For decades, ecologists have theorized that the extinction of one important species could set off a chain reaction of losses throughout an ecosystem. Now, new research offers some of the clearest real-world evidence that this idea of coextinction is not just theoretical.
The study, led by Princeton University doctoral student Finote Gijsman and co-authored by University of Florida Professor Todd Palmer Ph.D., found that African elephants function as a keystone species for dung beetles across Kenya's savannas. When elephants were removed from experimental landscapes, dung beetle populations collapsed, along with critical ecological functions those insects provide.
"So, losing elephants doesn't just mean losing elephants," Palmer said. "It means losing a significant fraction of dung beetle diversity and the ecosystem functions that go with them."
Palmer and his collaborators published their study May 28 in the journal Science.
Dung beetles may not receive the same attention as elephants, but they play a major role in maintaining a healthy ecosystem. By feeding on and burying animal dung, the insects recycle nutrients, disperse seeds, improve soil quality and suppress parasites. According to the study, the value of these services to the U.S. and U.K. cattle industries alone is estimated at roughly $1.6 billion in 2026.
To understand how strongly beetles depend on large mammals, researchers first tested which types of dung attracted the greatest diversity and abundance of beetles. Elephant dung overwhelmingly dominated the results, drawing far more beetles than dung from any other species.
"Elephants are clearly the most connected, most important node in the whole network," Palmer said. "They feed for up to 18 hours per day, during which time they eat about 300 pounds of food and excrete up to 200 pounds of feces per day."
The next phase of the project relied on a massive long-term ecological experiment Palmer and collaborators established at Kenya's Mpala Research Center in 2008.
Known as the UHURU experiment, the site contains a series of large, fenced plots that selectively exclude mammals by body size. Some plots exclude only the largest herbivores, including elephants and giraffes, while others exclude smaller animals like duikers and dik-diks. Additional plots remain open as control groups. This design allows researchers to simulate extinction patterns that often affect large animals first.

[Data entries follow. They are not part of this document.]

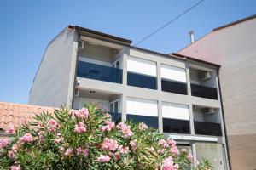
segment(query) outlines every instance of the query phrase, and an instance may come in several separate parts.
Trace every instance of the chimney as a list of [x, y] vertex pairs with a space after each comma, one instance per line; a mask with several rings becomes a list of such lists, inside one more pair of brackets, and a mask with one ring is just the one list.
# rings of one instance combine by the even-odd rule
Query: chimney
[[193, 43], [195, 42], [194, 31], [189, 31], [189, 34], [190, 36], [190, 43]]

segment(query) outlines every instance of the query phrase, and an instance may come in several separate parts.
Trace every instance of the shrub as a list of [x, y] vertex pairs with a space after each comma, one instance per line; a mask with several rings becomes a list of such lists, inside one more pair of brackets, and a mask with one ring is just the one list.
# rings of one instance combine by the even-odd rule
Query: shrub
[[0, 141], [0, 169], [212, 169], [144, 123], [119, 122], [97, 105], [43, 112]]

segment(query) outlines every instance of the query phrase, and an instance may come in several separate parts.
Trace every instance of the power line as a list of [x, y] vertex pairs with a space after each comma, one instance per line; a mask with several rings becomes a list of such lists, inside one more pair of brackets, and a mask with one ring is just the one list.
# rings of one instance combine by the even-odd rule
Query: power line
[[169, 22], [167, 22], [166, 24], [165, 24], [164, 26], [162, 26], [161, 27], [160, 27], [159, 29], [157, 29], [156, 31], [153, 31], [152, 33], [150, 33], [148, 36], [145, 37], [143, 39], [142, 39], [138, 42], [137, 42], [134, 46], [135, 47], [137, 46], [139, 43], [143, 42], [143, 41], [145, 41], [146, 39], [148, 39], [148, 37], [150, 37], [151, 36], [153, 36], [156, 32], [160, 31], [160, 30], [162, 30], [166, 26], [169, 26], [173, 21], [175, 21], [176, 20], [177, 20], [178, 18], [180, 18], [181, 16], [183, 16], [183, 14], [185, 14], [186, 13], [188, 13], [189, 11], [190, 11], [191, 9], [193, 9], [195, 7], [198, 6], [203, 1], [205, 1], [205, 0], [201, 0], [200, 2], [198, 2], [197, 3], [195, 3], [195, 5], [191, 6], [190, 8], [189, 8], [188, 9], [186, 9], [185, 11], [183, 11], [182, 14], [180, 14], [179, 15], [177, 15], [177, 17], [175, 17], [174, 19], [172, 19], [172, 20], [170, 20]]

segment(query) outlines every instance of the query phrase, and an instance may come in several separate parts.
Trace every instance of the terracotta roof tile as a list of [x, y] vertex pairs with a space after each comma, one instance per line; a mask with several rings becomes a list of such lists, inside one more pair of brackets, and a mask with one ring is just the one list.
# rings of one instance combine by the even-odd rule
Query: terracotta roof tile
[[35, 114], [43, 111], [52, 113], [55, 108], [23, 104], [0, 102], [0, 129], [6, 130], [11, 124], [20, 125], [24, 121], [28, 121]]

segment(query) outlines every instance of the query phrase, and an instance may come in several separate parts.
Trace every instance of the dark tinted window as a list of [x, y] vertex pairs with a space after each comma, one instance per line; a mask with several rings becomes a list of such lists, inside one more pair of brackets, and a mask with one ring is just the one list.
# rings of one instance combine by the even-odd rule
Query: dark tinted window
[[164, 133], [190, 133], [189, 121], [163, 118]]
[[218, 99], [217, 89], [191, 83], [191, 94], [201, 98]]
[[187, 94], [187, 83], [162, 79], [162, 91], [175, 94]]
[[122, 83], [123, 70], [109, 66], [79, 61], [77, 76], [115, 83]]
[[195, 121], [194, 127], [195, 134], [222, 136], [220, 123]]
[[135, 122], [144, 122], [148, 127], [158, 128], [158, 117], [155, 116], [127, 114], [127, 120], [132, 120]]
[[127, 72], [127, 84], [129, 86], [156, 89], [156, 77], [134, 72]]

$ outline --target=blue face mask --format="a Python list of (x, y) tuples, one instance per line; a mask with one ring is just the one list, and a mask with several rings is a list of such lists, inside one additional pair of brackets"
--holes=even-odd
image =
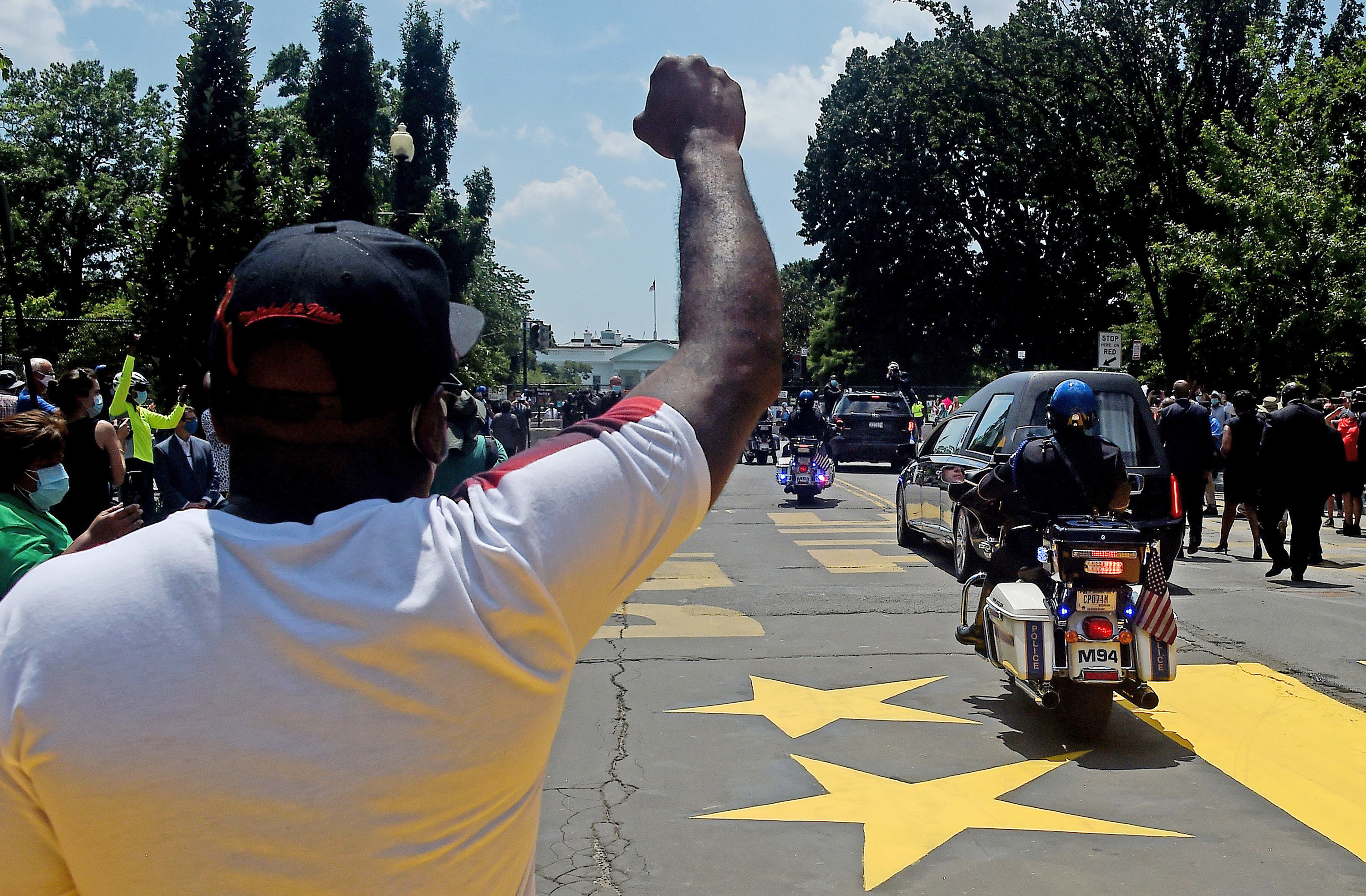
[(33, 475), (38, 480), (38, 487), (29, 492), (29, 501), (33, 502), (34, 507), (46, 513), (61, 503), (61, 499), (67, 496), (67, 491), (71, 488), (71, 480), (67, 479), (67, 468), (61, 464), (53, 464), (52, 466), (33, 471)]

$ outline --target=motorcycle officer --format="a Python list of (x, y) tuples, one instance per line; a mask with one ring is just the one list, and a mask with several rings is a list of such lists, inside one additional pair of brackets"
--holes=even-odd
[(977, 604), (977, 621), (959, 626), (956, 638), (984, 649), (982, 611), (1001, 582), (1044, 574), (1038, 565), (1041, 539), (1026, 521), (1031, 514), (1098, 516), (1128, 507), (1130, 483), (1119, 447), (1087, 435), (1097, 420), (1096, 393), (1079, 379), (1053, 390), (1048, 427), (1053, 435), (1027, 439), (1005, 464), (992, 469), (963, 498), (967, 506), (1000, 505), (1001, 543), (992, 554)]
[(796, 413), (783, 424), (783, 435), (790, 439), (825, 439), (825, 417), (816, 410), (816, 393), (810, 389), (796, 397)]

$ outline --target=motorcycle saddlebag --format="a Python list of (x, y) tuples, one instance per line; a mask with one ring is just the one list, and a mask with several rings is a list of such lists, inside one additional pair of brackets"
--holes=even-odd
[(997, 585), (986, 599), (986, 621), (999, 666), (1024, 681), (1053, 678), (1053, 614), (1037, 585)]
[(1134, 626), (1134, 653), (1138, 678), (1145, 682), (1169, 682), (1176, 678), (1176, 645), (1162, 644), (1143, 629)]

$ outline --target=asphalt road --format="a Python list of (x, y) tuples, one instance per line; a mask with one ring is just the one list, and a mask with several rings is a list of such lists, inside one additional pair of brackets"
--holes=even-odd
[(798, 509), (738, 468), (600, 631), (538, 893), (1366, 893), (1366, 540), (1295, 586), (1246, 524), (1180, 561), (1177, 681), (1083, 751), (953, 640), (882, 471)]

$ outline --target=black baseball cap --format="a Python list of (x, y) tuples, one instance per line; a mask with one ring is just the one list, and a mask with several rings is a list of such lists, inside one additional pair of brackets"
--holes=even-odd
[[(332, 364), (344, 419), (426, 400), (479, 338), (484, 315), (451, 301), (426, 243), (357, 221), (284, 228), (261, 240), (223, 289), (209, 342), (214, 402), (281, 420), (317, 413), (305, 393), (250, 389), (240, 365), (264, 338), (298, 338)], [(376, 361), (406, 374), (376, 378)]]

Fifteen years later, the UF-supported experiment has become one of the world's most influential long-term studies of African savanna ecology.

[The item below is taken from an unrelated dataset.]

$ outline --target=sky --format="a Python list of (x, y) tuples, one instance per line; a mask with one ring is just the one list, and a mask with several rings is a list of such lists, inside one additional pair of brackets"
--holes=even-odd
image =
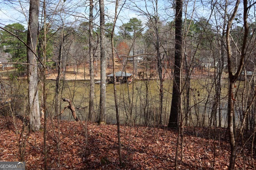
[[(61, 8), (62, 4), (63, 4), (64, 3), (63, 1), (58, 2), (58, 0), (48, 0), (51, 1), (51, 2), (54, 2), (54, 3), (52, 3), (55, 4), (60, 2), (57, 8), (57, 9), (59, 9)], [(28, 19), (27, 16), (26, 16), (28, 15), (29, 6), (26, 0), (21, 0), (20, 1), (18, 0), (14, 0), (11, 1), (8, 0), (0, 1), (1, 1), (1, 2), (0, 2), (0, 24), (1, 26), (18, 22), (22, 24), (27, 27)], [(87, 18), (88, 18), (89, 7), (88, 3), (85, 4), (85, 2), (88, 3), (89, 1), (67, 0), (64, 3), (64, 8), (67, 8), (69, 9), (68, 11), (62, 12), (61, 15), (63, 18), (66, 17), (65, 21), (67, 23), (73, 21), (75, 20), (84, 21), (88, 21), (87, 19), (84, 18), (84, 17)], [(153, 11), (152, 9), (151, 9), (152, 8), (152, 2), (154, 1), (131, 1), (130, 0), (121, 1), (120, 2), (119, 11), (120, 10), (122, 6), (124, 3), (125, 3), (125, 4), (120, 11), (117, 21), (116, 24), (117, 27), (124, 23), (128, 22), (130, 18), (133, 17), (136, 17), (141, 19), (143, 24), (145, 24), (148, 19), (141, 12), (142, 11), (146, 11), (146, 9), (147, 9), (149, 13), (153, 14)], [(173, 2), (171, 1), (167, 1), (167, 3), (166, 3), (166, 1), (162, 0), (160, 0), (158, 2), (158, 8), (164, 9), (159, 10), (158, 11), (160, 17), (161, 17), (163, 19), (167, 19), (170, 20), (173, 20), (174, 11), (173, 8), (171, 8)], [(115, 3), (114, 2), (108, 1), (105, 1), (105, 3), (106, 22), (112, 22), (113, 16), (115, 12)], [(98, 2), (95, 1), (95, 5), (94, 7), (94, 14), (98, 16), (99, 9)], [(146, 9), (145, 8), (146, 4), (148, 7)], [(78, 7), (78, 5), (79, 5), (79, 7)], [(135, 6), (137, 6), (135, 7)], [(51, 8), (52, 11), (54, 10), (56, 7), (56, 5), (52, 4), (47, 6), (47, 7)], [(131, 8), (133, 9), (130, 9)], [(42, 8), (41, 7), (40, 8), (41, 10)], [(59, 14), (60, 13), (59, 12), (58, 13)], [(203, 13), (203, 12), (201, 13)], [(79, 18), (78, 16), (83, 17)], [(95, 22), (96, 24), (99, 24), (98, 17), (95, 18)]]
[[(52, 13), (52, 13), (54, 11), (57, 11), (55, 13), (57, 15), (55, 15), (52, 18), (53, 21), (59, 20), (60, 16), (62, 18), (65, 18), (64, 22), (69, 25), (74, 26), (79, 24), (81, 22), (88, 21), (89, 13), (88, 0), (66, 0), (65, 2), (64, 0), (46, 0), (49, 2), (47, 4), (47, 8), (50, 10), (49, 11)], [(40, 14), (42, 10), (42, 0), (41, 1)], [(19, 22), (25, 27), (27, 27), (29, 1), (29, 0), (0, 0), (0, 26), (4, 26), (9, 24)], [(155, 4), (153, 6), (152, 2), (154, 3), (155, 2), (155, 0), (120, 0), (118, 10), (119, 12), (124, 3), (124, 5), (121, 10), (118, 16), (116, 24), (117, 28), (115, 29), (116, 31), (118, 31), (119, 26), (124, 23), (128, 22), (130, 19), (133, 17), (141, 19), (143, 24), (145, 25), (148, 19), (146, 16), (143, 14), (143, 12), (147, 10), (151, 14), (153, 15), (153, 7), (155, 6)], [(187, 16), (189, 18), (190, 18), (192, 13), (194, 1), (189, 1), (187, 4), (187, 1), (184, 2), (183, 11), (186, 10), (185, 7), (187, 5)], [(210, 6), (203, 5), (201, 0), (196, 0), (195, 2), (196, 10), (194, 13), (193, 19), (196, 20), (203, 16), (207, 18), (211, 12)], [(113, 1), (111, 1), (111, 0), (105, 0), (104, 3), (106, 22), (113, 22), (115, 2)], [(98, 25), (99, 24), (98, 2), (94, 1), (94, 15), (96, 17), (94, 21), (96, 25)], [(158, 6), (159, 9), (158, 12), (161, 20), (164, 21), (166, 22), (174, 19), (175, 11), (173, 8), (173, 0), (158, 0)], [(58, 4), (57, 6), (56, 4)], [(65, 9), (64, 11), (61, 10), (62, 8)], [(184, 13), (183, 12), (183, 18), (185, 17)], [(50, 18), (51, 18), (51, 17), (50, 16)], [(74, 21), (76, 22), (74, 22)], [(56, 25), (58, 24), (59, 25), (60, 24), (59, 23)]]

"Large mammals are the most extinction-prone, because they have big home ranges, meaning they come into contact with humans and human-related stuff like roads most often, big energy requirements and relatively slow rates of reproduction compared to the smaller stuff," Palmer said.

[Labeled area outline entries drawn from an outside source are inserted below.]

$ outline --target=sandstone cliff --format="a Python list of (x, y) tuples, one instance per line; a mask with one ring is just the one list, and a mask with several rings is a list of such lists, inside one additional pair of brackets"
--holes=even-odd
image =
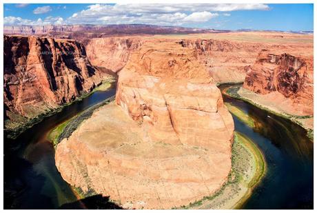
[(3, 54), (5, 110), (13, 122), (73, 101), (103, 79), (74, 40), (5, 36)]
[(90, 39), (85, 48), (93, 65), (116, 72), (125, 66), (130, 52), (141, 45), (138, 38), (109, 37)]
[(218, 83), (243, 82), (260, 45), (215, 39), (184, 39), (183, 47), (194, 49), (197, 59)]
[[(194, 49), (143, 41), (119, 72), (116, 103), (57, 146), (63, 178), (125, 208), (171, 208), (211, 195), (231, 169), (234, 122)], [(107, 135), (107, 136), (105, 136)]]
[[(243, 87), (258, 94), (281, 94), (297, 114), (314, 114), (313, 58), (263, 50), (247, 73)], [(273, 101), (273, 100), (272, 100)]]

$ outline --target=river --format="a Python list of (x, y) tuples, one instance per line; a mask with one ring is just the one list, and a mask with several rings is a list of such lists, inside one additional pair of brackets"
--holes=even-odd
[[(221, 85), (224, 89), (228, 85)], [(5, 209), (87, 207), (55, 167), (54, 150), (46, 139), (55, 126), (115, 94), (97, 91), (45, 119), (17, 139), (4, 139)], [(313, 143), (305, 130), (288, 120), (223, 95), (256, 123), (250, 128), (234, 116), (236, 130), (247, 135), (263, 152), (267, 172), (243, 206), (245, 209), (313, 208)], [(94, 205), (90, 205), (94, 208)]]

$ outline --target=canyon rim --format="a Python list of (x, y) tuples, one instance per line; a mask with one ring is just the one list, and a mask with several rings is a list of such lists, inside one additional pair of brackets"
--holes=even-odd
[(290, 5), (5, 8), (6, 208), (313, 207), (314, 32), (212, 27)]

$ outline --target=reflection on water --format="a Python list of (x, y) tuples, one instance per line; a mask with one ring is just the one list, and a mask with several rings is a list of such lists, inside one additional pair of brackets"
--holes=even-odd
[(54, 127), (89, 107), (115, 94), (116, 88), (97, 91), (61, 112), (34, 125), (17, 139), (4, 139), (4, 207), (57, 209), (65, 203), (83, 203), (55, 167), (54, 150), (46, 140)]
[[(54, 148), (45, 139), (48, 132), (59, 123), (114, 94), (115, 88), (96, 92), (44, 119), (16, 140), (5, 139), (6, 209), (117, 207), (101, 196), (78, 200), (58, 172)], [(240, 108), (255, 121), (252, 129), (234, 116), (236, 130), (258, 145), (267, 164), (267, 174), (243, 207), (313, 208), (314, 145), (305, 130), (243, 101), (225, 96), (224, 100)]]
[(305, 130), (244, 101), (223, 97), (225, 102), (240, 108), (254, 120), (252, 129), (234, 116), (236, 130), (259, 146), (267, 165), (267, 174), (243, 208), (312, 209), (314, 143)]

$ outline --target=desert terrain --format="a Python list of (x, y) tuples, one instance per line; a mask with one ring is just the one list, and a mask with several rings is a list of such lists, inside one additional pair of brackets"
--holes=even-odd
[[(70, 50), (75, 54), (68, 56)], [(310, 34), (8, 35), (5, 58), (8, 123), (70, 103), (115, 76), (115, 101), (61, 140), (55, 160), (71, 185), (124, 208), (187, 205), (228, 182), (234, 123), (219, 84), (243, 83), (248, 99), (275, 103), (272, 111), (287, 105), (287, 114), (313, 119)]]

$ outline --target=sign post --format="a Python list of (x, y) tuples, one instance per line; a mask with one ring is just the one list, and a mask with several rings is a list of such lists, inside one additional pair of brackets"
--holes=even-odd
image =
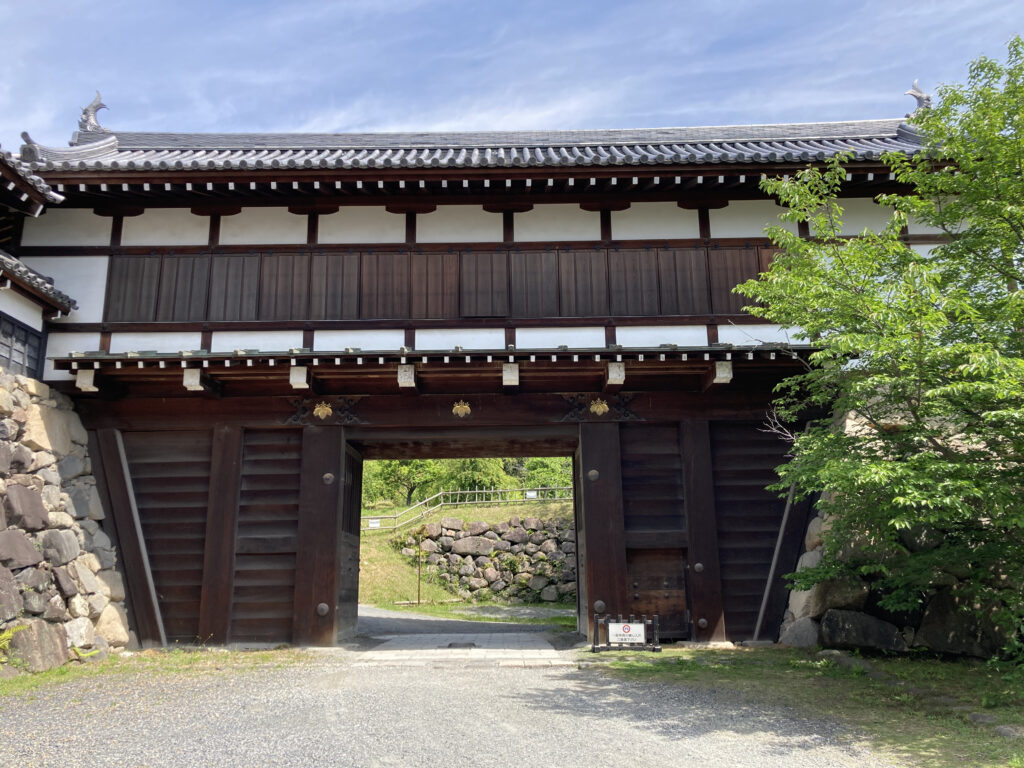
[[(591, 651), (602, 650), (650, 650), (659, 651), (657, 615), (648, 618), (641, 615), (639, 620), (631, 615), (623, 621), (622, 614), (612, 618), (610, 613), (594, 614), (594, 643)], [(604, 628), (605, 641), (601, 642), (601, 628)]]

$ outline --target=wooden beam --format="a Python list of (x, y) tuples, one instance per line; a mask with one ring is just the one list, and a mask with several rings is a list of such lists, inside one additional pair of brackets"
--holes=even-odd
[(292, 617), (292, 642), (297, 645), (334, 645), (337, 641), (344, 444), (343, 428), (302, 430)]
[(577, 462), (579, 524), (582, 527), (577, 530), (577, 545), (581, 561), (586, 562), (586, 589), (581, 590), (586, 602), (581, 610), (588, 616), (588, 636), (593, 638), (596, 601), (604, 603), (605, 612), (614, 614), (628, 615), (631, 605), (626, 573), (618, 425), (581, 424)]
[(93, 462), (99, 464), (97, 479), (102, 477), (110, 502), (111, 517), (117, 528), (124, 565), (125, 587), (131, 593), (135, 632), (143, 645), (167, 645), (164, 620), (157, 600), (150, 557), (142, 537), (142, 523), (135, 506), (124, 441), (117, 429), (100, 429), (91, 446)]
[(242, 473), (242, 428), (218, 425), (210, 455), (210, 495), (199, 607), (201, 642), (226, 643), (234, 593), (234, 542)]
[(709, 423), (707, 420), (684, 421), (680, 435), (694, 639), (725, 640)]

Researchers found that plots without elephants contained 67% fewer dung beetles, 51% less beetle biomass and 23% fewer beetle species.
"Interestingly, the 23% species loss matched almost exactly what computer simulations of the biggest mammal's extinction predicted. Excluding all the other large herbivores on top of that made almost no additional difference… it really was about elephants specifically," Palmer said.
The loss of beetles also altered how the ecosystem functioned. In elephant-free plots, dung decomposition slowed, and seed dispersal declined. Because of this, Palmer said this research reframes how we think about the conservation value of species.
"Elephants are charismatic and there is lots of focus on their conservation, but primarily for their own sake," he said. "This paper adds a new argument, showing that elephants are infrastructural. Their dung subsidizes an entire community of insects that collectively perform services worth billions of dollars annually."
Beyond its ecological findings, the study also demonstrates the value of large-scale, long-term research projects, according to Palmer. Many ecological studies last only a few years, but Palmer said some of the most important patterns in the UHURU experiment emerged only after more than a decade.
"The 15-year exclosure experiment at Mpala is about as close as field ecology gets to a controlled extinction experiment, and the fact that the real-world outcomes matched the network simulations so precisely is really cool," Palmer added.